Godspeed (2016)

This film was nominated for a bunch of categories at Taiwan’s Golden Horse Awards but didn’t really win much. It certainly wouldn’t have caught my attention. Our cinephile friend however sent it along as a recommendation and the first thing that caught my attention was that it has Michael Hui, the legendary Hong Kong comedian in it. Having not watched anything with him in it for years, this certainly makes the film a lot more interesting.

After answering a job advertisement, Nadow works as a courier for Ta Bao, a gangster who sources drugs from Thailand. His instructions are to deliver a package from Taipei to a secluded place in the south of Taiwan. He elects to make the journey by taxi and finally relents after Old Hui persistently persuades him to hire his taxi. It is a long drive and Hui tries to make friendly conversation. His accent places him as being of Hong Kong origin though he has lived in Taiwan for more than 20 years, barely making ends meet as a taxi driver. When they arrive, the delivery initially goes well but his boss’ contact is killed by one his underlings. Nadow and Old Hui are spared because the gangsters wish to avoid police attention. Nadow however is hurt and his boss telephones to instruct him to avoid hospitals and to make their own way back to Taipei. As the seemingly interminable taxi ride drags on and on and Hui is forced to spend his dwindling cash, the two bond over their troubles.

Godspeed has a stilted, confusing beginning and it seems like director Chung Mong-hong tries for a bit of misdirection over who the protagonists of the film actually are. I’m still not sure what is the point of the opening scenes showing Nadow’s boss Ta Bao having difficulties with his drug suppliers in Thailand beyond setting the tone. The film really only gets its groove when Nadow and Old Hui start on their journey. Still even these side characters have some personality to them and Ta Bao makes for an interesting gang boss. Bespectacled, mild-mannered and professional, he is nevertheless ruthless when he needs to be. The most important bits are the interactions between Nadow and Old Hui. The director makes the most of Michael Hui’s appearance here and he almost carries the show all by himself as an old man who is somewhat befuddled by where life has taken him and has nothing to call his own except for his old taxi.

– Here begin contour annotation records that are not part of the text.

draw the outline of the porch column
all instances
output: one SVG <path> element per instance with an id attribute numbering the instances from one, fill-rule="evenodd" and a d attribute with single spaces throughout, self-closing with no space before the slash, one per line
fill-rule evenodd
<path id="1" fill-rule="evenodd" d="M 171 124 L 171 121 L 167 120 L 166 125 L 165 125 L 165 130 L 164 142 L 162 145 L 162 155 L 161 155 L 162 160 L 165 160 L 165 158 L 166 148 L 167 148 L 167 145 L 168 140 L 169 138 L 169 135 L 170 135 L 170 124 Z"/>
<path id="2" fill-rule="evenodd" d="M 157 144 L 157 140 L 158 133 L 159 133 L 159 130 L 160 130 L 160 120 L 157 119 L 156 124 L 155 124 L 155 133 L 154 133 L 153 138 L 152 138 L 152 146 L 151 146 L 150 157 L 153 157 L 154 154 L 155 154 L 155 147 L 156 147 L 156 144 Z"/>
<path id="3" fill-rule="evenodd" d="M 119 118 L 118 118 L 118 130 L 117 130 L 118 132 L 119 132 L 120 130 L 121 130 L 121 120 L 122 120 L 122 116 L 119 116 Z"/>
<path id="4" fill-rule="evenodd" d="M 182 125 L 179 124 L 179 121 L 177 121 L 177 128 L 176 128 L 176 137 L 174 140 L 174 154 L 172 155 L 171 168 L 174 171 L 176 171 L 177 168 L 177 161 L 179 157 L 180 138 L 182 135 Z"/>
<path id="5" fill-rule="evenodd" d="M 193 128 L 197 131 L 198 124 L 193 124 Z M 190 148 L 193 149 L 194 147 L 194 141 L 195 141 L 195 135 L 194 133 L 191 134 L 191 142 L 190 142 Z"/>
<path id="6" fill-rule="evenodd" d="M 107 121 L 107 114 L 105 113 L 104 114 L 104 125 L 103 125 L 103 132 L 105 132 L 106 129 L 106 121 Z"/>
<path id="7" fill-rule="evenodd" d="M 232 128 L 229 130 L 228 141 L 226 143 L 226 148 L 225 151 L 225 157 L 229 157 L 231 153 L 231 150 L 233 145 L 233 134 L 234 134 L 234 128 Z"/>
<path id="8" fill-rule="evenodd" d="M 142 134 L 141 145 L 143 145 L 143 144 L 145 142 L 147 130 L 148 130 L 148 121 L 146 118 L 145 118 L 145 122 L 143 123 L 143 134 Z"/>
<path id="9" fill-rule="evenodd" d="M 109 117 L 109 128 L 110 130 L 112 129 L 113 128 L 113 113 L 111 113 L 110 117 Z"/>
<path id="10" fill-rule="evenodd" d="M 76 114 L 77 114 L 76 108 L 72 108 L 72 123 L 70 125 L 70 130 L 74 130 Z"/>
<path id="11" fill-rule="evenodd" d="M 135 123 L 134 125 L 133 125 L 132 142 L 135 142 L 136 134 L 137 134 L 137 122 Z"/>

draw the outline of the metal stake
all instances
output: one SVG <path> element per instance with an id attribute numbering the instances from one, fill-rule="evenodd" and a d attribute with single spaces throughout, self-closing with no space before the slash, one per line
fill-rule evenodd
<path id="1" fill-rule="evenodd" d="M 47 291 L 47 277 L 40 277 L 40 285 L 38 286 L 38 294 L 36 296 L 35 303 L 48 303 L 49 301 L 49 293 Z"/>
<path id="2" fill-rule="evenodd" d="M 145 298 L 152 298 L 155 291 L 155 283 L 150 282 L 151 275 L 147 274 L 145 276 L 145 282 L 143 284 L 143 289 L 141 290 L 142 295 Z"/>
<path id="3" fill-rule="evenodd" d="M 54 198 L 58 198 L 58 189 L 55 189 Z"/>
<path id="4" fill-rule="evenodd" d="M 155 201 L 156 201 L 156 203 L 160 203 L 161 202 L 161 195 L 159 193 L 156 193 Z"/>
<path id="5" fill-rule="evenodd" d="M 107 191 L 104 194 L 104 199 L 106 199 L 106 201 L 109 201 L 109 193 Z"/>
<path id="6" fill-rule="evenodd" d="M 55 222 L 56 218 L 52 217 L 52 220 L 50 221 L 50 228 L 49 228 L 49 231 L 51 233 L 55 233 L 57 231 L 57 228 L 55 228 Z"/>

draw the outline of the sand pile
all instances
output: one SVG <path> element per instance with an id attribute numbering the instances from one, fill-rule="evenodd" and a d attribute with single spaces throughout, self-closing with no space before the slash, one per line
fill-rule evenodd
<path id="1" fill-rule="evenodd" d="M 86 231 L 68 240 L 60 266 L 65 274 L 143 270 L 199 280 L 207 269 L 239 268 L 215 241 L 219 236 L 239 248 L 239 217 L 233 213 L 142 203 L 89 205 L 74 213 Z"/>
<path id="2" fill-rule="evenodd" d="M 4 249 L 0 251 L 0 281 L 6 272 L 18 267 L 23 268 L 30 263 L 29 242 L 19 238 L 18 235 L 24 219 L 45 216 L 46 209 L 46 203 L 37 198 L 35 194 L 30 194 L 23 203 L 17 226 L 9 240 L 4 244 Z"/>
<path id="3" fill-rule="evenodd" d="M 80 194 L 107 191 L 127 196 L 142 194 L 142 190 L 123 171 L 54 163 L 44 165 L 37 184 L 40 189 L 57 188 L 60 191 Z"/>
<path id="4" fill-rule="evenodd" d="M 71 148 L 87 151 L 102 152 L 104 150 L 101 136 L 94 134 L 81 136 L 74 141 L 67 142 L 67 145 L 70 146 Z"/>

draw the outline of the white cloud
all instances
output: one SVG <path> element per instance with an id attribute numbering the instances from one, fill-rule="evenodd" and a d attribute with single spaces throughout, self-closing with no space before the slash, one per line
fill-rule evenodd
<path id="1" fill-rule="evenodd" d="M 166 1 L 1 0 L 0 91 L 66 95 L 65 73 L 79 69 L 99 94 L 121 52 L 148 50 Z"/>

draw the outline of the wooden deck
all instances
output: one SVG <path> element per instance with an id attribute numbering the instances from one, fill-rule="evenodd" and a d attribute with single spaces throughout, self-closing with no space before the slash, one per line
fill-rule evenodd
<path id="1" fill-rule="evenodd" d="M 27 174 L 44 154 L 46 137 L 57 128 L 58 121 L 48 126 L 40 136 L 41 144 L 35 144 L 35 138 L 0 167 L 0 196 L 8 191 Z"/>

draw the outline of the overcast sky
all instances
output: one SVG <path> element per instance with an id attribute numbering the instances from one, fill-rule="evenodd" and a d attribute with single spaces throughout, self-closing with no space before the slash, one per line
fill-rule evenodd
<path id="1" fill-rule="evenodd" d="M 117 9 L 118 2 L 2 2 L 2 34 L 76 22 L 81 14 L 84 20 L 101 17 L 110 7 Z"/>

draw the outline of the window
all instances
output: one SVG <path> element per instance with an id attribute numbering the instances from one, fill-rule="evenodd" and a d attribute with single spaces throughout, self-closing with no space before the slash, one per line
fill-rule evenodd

Deliberate or not, this film seems to channel the Coen brothers to some extent. At one point, Nadow and Old Hui decide to make a stop to get some food. Instead they stumble into a funeral of a local Triad boss and are strong-armed into coughing up condolence money after spinning a tale of being old friends. There’s even a strange moment in which Nadow dreams that the taxi is about to drive off the edge of the elevated highway. I also loved the scene in which Nadow breaks down and cries after being scolded by Old Hui, not because he is involved in criminal activities but because Hui accuses him of using an unrelated man’s photograph to say that it is the father who abandoned him as a baby. It’s just such a delicious combination of emotional weakness, humor and absurdity.

Despite a bit of an awkward start, I found this to be a better and more interesting film than I expected. Michael Hui is by far the best thing about this film and I have to say that the director employs his instant recognizability and the audience’s instinctive sympathy for hum very well indeed.